Experts have taken the time to point out the effects of loneliness stating that it is deadlier than obesity and should be considered a public health concern. The study suggests that there is a 50% higher chance that those with a bad social connection to have early deaths.
218 cases of social isolation and loneliness were looked into by the US-based researchers in 2018 and they discovered that there was a 50% increase in mortality chances against the 30% increase posed by obesity.
The lead author who happens to be a professor of psychology at Brigham Young University, Dr. Julianne Holt-Lunstad, noted that it is a fundamental human need to connect with others socially and it is crucial to human survival.
A perfect example is the extreme case of infants who lack human contacts and custodial care. They end up in isolation and eventually die early. Despite this, there is an increase in the population of the people who experience isolation in the United States.
Loneliness can bring about the physical and mental breakdown and people who are lonely tend to have symptoms for any disease worse than those who are socially active. The over-50s social networking site, Granset conducted a study and discovered that up to three-quarters of the older people in the UK are lonely and have no one to talk to about it. About 70% of them even said their family members would be surprised to hear that they are lonely.
The National Statistic stats conducted a study recently and ascertained that Britain is the loneliest country in Europe. It doesn’t end there; the campaign to end loneliness epidemic costs as much as $26 million every year for costs that are associated with sick days and health outcomes.
Holt-Lunstad went on to say that there is ample evidence to support the theory that premature mortality is enhanced significantly by loneliness an social isolation and the magnitude of this epidemic exceeds a lot of the leading health indicators.
It is also expected that current increase in aging population will cause the effect on public health to increase. It seems to be the general notion of many nations that we are currently facing a ‘loneliness epidemic.’

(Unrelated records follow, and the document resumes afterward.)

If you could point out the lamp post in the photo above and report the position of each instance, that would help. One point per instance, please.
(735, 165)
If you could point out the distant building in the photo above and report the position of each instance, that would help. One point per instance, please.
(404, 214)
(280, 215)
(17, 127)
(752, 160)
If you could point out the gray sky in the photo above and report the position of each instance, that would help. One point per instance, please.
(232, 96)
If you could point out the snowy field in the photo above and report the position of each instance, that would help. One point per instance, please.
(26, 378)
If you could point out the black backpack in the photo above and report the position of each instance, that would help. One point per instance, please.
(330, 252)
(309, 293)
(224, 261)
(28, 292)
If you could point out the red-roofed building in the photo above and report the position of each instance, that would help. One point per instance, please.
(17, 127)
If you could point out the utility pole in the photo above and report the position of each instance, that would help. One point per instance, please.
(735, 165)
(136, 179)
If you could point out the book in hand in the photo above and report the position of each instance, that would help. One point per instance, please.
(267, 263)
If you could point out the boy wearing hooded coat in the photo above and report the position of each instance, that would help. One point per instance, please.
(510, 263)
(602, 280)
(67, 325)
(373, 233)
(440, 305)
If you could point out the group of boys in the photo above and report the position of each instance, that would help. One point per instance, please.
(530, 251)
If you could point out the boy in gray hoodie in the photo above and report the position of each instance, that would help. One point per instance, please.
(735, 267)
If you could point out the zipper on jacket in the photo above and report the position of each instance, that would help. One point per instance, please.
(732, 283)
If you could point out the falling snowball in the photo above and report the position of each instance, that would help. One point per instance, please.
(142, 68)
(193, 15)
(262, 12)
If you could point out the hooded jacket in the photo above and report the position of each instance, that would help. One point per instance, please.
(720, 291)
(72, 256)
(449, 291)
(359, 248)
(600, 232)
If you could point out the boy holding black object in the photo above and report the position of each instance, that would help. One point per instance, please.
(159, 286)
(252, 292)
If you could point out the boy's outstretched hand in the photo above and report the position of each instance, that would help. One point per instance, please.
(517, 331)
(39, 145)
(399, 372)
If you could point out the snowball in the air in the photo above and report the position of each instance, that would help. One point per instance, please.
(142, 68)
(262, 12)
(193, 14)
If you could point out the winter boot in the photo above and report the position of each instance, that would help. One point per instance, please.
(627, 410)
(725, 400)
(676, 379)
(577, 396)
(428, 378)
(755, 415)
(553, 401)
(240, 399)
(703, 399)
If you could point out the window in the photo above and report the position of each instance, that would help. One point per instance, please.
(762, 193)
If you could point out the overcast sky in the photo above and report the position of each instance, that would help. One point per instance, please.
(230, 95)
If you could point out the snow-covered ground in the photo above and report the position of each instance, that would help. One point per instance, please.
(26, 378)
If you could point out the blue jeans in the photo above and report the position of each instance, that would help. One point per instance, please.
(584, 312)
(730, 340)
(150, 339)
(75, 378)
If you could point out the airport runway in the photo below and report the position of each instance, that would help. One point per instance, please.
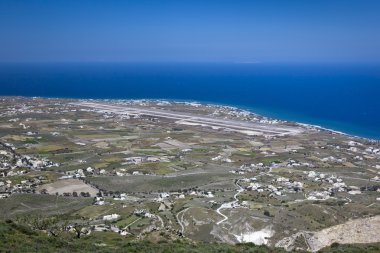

The major problem now is the answer to the ‘what can be done about it’ question. She advised that more effort and resources be put into studies and research to ensure that social skills are imparted to kids before they begin to mature.
Prior studies have suggested that symptoms of different sicknesses in adults who are lonely or socially isolated were significantly more severe. The researchers from Rice University in Texas noted that lonely people were not more likely to catch a cold than those who aren’t lonely, however, when they did, the effects were far worse. The experts advise that patients’ GPs should factor in social circumstances when dealing with them.